Centralize project configuration logic
Improve testing to capture existing behavior
New config_mixin for easy moving between types (yaml file <> dict <> dataclass <> DictConfig)
Add typed configs for project config, pytorch config, etc. with pydantic validation
Add typed 3D Project Configs (and tensorflow ?)
Replace dictionary configs with identical DictConfig version (smooth transition)
Add versioning system for migration between old and new configs
Improve configurations -> reduce duplicated fields, correct casing
Address in-place configuration edits throughout the pipeline
Add aliasing system for accessing new fields using old fieldnames (e.g. corer2move2 -> corner2move2)
Replace loaders in core config (e.g. deprectate read_config in favor of typed ProjectConfig)
Address None-type / missing config issues in downstream code
Add tracking system for storing / logging changes in configuration (clean/dirty status w.r.t. disk)
Refactor patterns getting items from None-type subconfigurations (configurations that are allowed to be missing)
Add flags for affordance in downstream use cases
Fix circular imports in core/config
storing parallel versions (i.e. copy instead of overwrite)
Verify test coverage and improve if necessary
Improve loaders in e.g. deeplabcut/pose_estimation_pytorch/data/base.py (mismatching init, mixed project/pose logic)
Remove intermediate OmegaConf DictConfig representation and migrate to fully typed
add LazyConfig ?

Related PRs

Motivation

As formulated by @arashsm79 in #3172

Summary

Introduce new configuration classes for inference, logging, model, pose, project, runner, and training settings.
Refactore data loading mechanisms to utilize new configuration structures.
Move the multithreading and compilation options in inference configuration to the config module.
Typed configuration for logging.
Update dataset loaders to accept model configurations directly or via file paths.

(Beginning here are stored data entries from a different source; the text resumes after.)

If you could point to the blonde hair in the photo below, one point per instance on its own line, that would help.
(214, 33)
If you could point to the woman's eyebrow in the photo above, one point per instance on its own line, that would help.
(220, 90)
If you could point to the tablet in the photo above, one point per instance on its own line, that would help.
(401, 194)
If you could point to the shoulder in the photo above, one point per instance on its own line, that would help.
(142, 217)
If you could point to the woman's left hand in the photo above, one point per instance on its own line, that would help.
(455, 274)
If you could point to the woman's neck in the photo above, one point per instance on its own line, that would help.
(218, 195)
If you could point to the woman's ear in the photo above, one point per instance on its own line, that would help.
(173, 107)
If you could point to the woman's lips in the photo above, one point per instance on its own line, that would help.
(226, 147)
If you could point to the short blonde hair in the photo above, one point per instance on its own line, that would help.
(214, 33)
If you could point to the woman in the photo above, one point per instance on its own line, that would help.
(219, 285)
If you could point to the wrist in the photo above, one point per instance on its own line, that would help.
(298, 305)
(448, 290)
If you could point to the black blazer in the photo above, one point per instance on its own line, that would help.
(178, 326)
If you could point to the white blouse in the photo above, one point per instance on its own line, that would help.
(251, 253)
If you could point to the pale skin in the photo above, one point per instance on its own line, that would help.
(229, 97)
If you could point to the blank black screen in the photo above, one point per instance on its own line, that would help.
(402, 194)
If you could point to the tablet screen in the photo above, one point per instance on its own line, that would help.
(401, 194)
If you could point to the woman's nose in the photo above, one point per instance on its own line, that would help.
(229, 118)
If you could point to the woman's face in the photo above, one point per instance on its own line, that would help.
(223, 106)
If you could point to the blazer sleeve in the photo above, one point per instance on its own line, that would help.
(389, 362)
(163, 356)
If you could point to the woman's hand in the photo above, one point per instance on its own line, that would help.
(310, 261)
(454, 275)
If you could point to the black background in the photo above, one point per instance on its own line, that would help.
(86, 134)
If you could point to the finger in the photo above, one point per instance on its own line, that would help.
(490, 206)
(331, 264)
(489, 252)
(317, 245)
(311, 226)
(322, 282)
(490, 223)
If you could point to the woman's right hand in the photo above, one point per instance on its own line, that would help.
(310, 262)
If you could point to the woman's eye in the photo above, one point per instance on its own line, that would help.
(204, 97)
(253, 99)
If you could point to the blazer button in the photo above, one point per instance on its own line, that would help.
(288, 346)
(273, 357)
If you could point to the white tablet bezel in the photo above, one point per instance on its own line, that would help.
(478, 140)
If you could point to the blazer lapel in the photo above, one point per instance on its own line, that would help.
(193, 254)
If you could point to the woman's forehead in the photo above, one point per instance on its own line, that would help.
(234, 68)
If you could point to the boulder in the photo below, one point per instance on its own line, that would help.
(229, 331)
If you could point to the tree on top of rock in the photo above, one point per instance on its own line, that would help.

Why Typed & Structured Configuration (OmegaConf + Pydantic)

Strong guarantees for correctness
- Runtime type safety ensures invalid configs fail fast with clear errors instead of silently producing incorrect training runs.
- Schema-validated configs dramatically reduce debugging time for users and maintainers.
Static typing improves developer velocity
- IDE autocomplete and inline documentation make configs discoverable and self-documenting.
- Refactors become safer: config changes are more likely to be caught at development time.
Hierarchical, composable configuration
- Natural representation of DeepLabCut’s nested project/model/training settings.
- Easy composition and merging from multiple sources (base config, model presets, experiment overrides).
Cleaner overrides and defaults.
Structured configs make it easier to define parameter ranges for tuning and automation.
Config schemas can be versioned and evolve safely over time while preserving backward compatibility.
Full, validated configuration can be saved alongside results, which improves reproducibility and transparency.
Builds on well-maintained, widely adopted libraries (OmegaConf, Pydantic).

Resources for knowing more about structured configs:

hydra
MIT Responsible AI's hydra-zen
Pydantic
Omegaconf
Soklaski, R., Goodwin, J., Brown, O., Yee, M. and Matterer, J., 2022. Tools and practices for responsible AI engineering. arXiv preprint arXiv:2201.05647.

Future Work

Currently default model definitions are still stored as yaml files in the package. Moving to LazyConfig as in Detectron 2 would improve things significantly.

More things that could be done ( @deruyter92 ):

I think we need to make sure that everytime a model is used, all the changes to the project's config.yaml are reflected in the model's configuration under metadata as well.
There might be a better way to handle things in deeplabcut/pose_estimation_pytorch/data/base.py.